With changing landscapes in geopolitics, achieving a diversified economy that is transitioned away from dirtier fuels like diesel, kerosene and petrol, is in the best interest of Nigeria. At the peak of the Covid-19 global pandemic in 2020, Nigeria was stuck with unwanted cargoes of crude oil and liquefied natural gas (LNG), oil prices fell to an all-time low, trading at minus $37.63. Although Nigeria’s Bonny Light crude was trading at $12, our biggest buyers could not buy due to the effect of the coronavirus. When countries opened up their cities, it was easier for most diversified economies to bounce back from the effect of Covid-19 than mono-cultural economies that rely mainly on oil.
Nigeria must now go beyond political platitudes to creatively explore our comparative economic advantages, leveraging on our over 45 mineral resources like lithium, which in the next decade will account for 94 percent of tech batteries made globally and currently valued at $78,000 per tonne; a leather industry that is projected to generate over $1 billion in export earning by 2025 if well harnessed; a rice industry that can feed Nigeria and many countries of the world, among other minerals.

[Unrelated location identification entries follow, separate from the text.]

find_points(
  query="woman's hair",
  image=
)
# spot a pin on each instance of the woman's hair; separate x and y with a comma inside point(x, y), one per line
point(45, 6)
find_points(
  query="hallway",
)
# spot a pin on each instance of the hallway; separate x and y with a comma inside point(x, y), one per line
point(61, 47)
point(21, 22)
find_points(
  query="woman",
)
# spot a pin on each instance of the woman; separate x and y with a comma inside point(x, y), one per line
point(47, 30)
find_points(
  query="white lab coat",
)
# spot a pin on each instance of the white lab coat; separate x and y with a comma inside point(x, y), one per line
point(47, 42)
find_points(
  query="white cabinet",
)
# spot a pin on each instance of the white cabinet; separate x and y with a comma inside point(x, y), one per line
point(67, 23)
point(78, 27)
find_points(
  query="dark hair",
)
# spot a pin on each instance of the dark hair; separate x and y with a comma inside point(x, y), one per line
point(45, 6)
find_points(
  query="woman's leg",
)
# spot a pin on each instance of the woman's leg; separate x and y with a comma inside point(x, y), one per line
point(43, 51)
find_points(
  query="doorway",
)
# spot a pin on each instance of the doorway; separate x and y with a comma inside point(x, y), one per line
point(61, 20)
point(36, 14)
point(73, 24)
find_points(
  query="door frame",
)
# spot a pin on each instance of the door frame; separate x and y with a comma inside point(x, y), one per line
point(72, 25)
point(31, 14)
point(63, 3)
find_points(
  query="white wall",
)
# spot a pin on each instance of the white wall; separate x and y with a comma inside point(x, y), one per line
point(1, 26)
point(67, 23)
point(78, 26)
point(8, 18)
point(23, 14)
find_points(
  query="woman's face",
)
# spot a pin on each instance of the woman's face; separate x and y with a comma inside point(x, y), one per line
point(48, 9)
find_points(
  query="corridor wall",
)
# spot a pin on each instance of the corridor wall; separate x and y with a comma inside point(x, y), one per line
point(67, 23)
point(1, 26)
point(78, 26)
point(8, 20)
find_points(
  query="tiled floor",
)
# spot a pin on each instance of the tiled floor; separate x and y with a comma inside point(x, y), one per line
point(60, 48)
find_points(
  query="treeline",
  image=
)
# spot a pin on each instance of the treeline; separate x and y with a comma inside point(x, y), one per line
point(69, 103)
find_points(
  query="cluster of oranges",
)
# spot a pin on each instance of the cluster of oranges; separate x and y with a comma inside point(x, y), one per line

The end goal of a Nigeria without oil is an economy with stable distribution and redistribution of national wealth, operated in a manner that does not permit the concentration of wealth or means of production and exchange in the hands of few individuals or a group; which ensures that Nigeria’s material resources are harnessed and distributed as best as possible to serve the common good; situate industrial clusters across the country, that define the productivity identity of each region in Nigeria; and an economy that is diversified, sustainable and stable enough for the benefit of the people. For the survival of our economy, we need a presidential leadership to take responsibility and govern Nigeria as though there is no oil, to fully implement our local content laws, to end oil theft in order to improve our revenue base, to prudently reinvest oil proceeds in other productive sectors of the economy, and conclusively curb corruption within the economic environment. God bless the Federal Republic of Nigeria.